Summer, sometimes, where it matters at the Swiss film fest

No rain: hot nights in Locarno's Piazza Grande, at last

The most radical Locarno ever: it's in the upper 20s Celsius in the southern Alps. The sky is cloudless blue. Moreover, not for one, or two, or three, or four nights in a row, but for FIVE has it not rained in this small resort. Next year no doubt it will again be the normal business of deluges in the Piazza Grande, and an air of anti-climactic, soul-freezing damp will prevail.

Good weather helps the mood but does not, of course, affect the quality of films. Of the ones I’ve seen in the Piazza (not in competition) only Pablo Larraín’s No, about a 1988 referendum in Chile to extend or bring an end to General Pinochet’s dictatorship, cut some mustard. It screened at Cannes.

A cross between Wes Craven and Carry On, perhaps a new term, dotty-totty, might be coined for it

Playing Santiago advertising man Rene Saavedra, Gael García Bernal (who shot to fame in Amores Perros) is both amiable and watchable in a somewhat tortured, cinematographically unappealing account of how the “no” campaign, under Saavedra’s direction, implausibly won and changed Chilean history. The style is pre-digital 1980s, the tone single key, but it’s stirring and informative, and tells a more important story than the one many of us are familiar with, namely Pinochet’s arrest in Britain in 1998 for possible extradition to Spain, and his release in early 2000. (The old bugger died six years later.)

Only the Swiss will be able to enlighten theartsdesk’s readers as to what on earth the point of Das Missen Massaker (“The Swiss Miss Massacre”) is. A cross between Wes Craven and Carry On, perhaps a new term, dotty-totty, might be coined for it: shown to whooping thousands on Friday night, Michael Steiner’s flick sees various regional beauty queens being mashed up by a Jason Vorhees type on a bonkers tropical island, and the right girl gets the Miss Switzerland crown at the end. I think. It made what followed straight after, a special screening of 1958’s Bonjour Tristesse (pictured below right) by Otto Preminger, subject of this year’s “Retrospettiva” section, with its Enid Blyton-eroticised script and Jean Seberg’s irksome delivery, seem shatteringly profound.

In the competition, mixed pickings. The Portuguese A Última Vez Que Vi Macau (“The Last Time I Saw Macau”) by João Rui Guerra da Mata and João Pedro Rodrigues, while it evokes haunted cityscapes of the colony in China that wasn’t Hong Kong, is prodigiously dull: a kind of cod Borges detective story bolted on to the filmmakers’ unedited parade of dereliction.
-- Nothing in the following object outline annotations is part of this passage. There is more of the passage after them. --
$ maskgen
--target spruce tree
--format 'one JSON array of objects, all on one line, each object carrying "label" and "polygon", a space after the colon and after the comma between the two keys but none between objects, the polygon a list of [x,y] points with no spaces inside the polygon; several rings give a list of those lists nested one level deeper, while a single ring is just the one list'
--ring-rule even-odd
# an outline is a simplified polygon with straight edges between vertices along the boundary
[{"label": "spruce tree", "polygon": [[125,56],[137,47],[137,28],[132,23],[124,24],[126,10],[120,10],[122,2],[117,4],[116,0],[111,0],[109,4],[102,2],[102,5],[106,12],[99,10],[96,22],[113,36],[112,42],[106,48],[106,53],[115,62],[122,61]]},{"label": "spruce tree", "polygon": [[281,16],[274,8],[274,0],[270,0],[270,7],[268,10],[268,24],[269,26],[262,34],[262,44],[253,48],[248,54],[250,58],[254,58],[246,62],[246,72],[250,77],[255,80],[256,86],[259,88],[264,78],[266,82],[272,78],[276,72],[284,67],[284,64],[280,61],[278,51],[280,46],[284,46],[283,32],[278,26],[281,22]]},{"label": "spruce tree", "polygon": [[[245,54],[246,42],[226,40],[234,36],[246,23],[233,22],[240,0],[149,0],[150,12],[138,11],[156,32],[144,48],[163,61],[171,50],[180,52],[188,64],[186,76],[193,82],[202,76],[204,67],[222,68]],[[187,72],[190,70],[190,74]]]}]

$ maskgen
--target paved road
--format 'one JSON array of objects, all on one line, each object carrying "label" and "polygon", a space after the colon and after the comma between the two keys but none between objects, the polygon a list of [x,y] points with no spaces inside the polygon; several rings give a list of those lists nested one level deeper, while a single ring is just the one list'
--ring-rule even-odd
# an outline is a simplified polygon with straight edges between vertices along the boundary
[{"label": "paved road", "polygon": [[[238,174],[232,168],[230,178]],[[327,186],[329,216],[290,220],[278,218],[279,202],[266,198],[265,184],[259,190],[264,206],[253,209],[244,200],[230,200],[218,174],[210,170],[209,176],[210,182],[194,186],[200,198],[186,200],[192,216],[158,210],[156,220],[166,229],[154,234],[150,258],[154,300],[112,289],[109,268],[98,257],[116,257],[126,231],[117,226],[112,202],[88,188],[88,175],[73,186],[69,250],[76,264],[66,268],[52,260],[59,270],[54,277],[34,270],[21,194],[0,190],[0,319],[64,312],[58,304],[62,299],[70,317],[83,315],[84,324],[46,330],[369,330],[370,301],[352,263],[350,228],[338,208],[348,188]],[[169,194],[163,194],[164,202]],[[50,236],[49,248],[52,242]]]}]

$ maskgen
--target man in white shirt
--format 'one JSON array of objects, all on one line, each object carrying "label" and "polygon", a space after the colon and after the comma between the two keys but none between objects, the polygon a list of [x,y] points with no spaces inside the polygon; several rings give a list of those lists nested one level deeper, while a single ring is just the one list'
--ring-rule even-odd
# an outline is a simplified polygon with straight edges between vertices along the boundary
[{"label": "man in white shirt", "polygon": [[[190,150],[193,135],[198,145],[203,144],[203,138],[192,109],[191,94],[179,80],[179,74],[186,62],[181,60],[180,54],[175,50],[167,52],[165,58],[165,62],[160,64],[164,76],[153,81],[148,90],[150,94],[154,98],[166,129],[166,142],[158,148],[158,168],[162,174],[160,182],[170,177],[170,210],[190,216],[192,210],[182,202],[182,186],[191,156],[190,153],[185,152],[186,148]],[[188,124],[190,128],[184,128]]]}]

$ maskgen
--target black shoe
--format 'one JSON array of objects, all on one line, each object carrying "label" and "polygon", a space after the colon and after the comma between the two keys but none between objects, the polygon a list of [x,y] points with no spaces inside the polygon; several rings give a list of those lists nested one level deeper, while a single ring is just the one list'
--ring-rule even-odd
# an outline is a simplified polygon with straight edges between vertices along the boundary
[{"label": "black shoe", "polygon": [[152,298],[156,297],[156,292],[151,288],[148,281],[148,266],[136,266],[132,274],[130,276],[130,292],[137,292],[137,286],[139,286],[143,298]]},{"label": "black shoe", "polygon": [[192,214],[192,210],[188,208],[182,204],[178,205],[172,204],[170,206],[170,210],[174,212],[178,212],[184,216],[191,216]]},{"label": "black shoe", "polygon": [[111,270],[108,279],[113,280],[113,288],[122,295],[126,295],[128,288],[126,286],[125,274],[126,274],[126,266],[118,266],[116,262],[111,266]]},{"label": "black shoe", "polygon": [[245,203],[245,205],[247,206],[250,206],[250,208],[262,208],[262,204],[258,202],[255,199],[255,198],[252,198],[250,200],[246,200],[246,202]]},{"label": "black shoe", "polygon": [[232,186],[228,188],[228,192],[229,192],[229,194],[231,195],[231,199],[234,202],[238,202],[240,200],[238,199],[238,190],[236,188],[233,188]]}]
Locarno’s competition selectors might have done better to bring over from the “Cineasti del presente” section a much more intriguing offering from Brazil, Boa Sorte, Meu Amor (“Good Luck, My Love”) by Daniel Aragão.

Set in Recife and shot in black and white (well, ok, a bit pretentious), it tells of a man engaged to a young woman not unlike Seberg’s Cécile in the Preminger - cute, chatty, irresponsible - and the end of their affair under her brutal baron father’s hands in the north-eastern backlands. Fearsome stuff. It looks like something Derek Jarman at his darkest could have made, though Aragão will with luck go on to direct something even better than this.

The two north American sorties I caught have much to recommend them. Sean Baker’s Starlet (pictured below) is a crisp, uncompromising take on the compassion possible between extreme youth and old age. Dree Hemingway’s Jane is a willowy, dismissive, druggy blonde who chances on some significant cash hidden in a vase (“vayse”, as they say in the States) she’s bought from ancient, lonely Sadie (Besedka Johnson).

Jane manipulates herself into caring for Sadie, and nothing in the film is predictable: Baker cleverly delays revealing Jane’s work - on the books of a porn-film agency (the one scene spelling this out will stop Starlet going on general release) - and the ending movingly suggests that girl and old woman’s relationship was meant to happen. “Starlet”, by the way, is Jane’s Chihuahua, but then so, of course, is Jane: Dree Hemingway is one to watch.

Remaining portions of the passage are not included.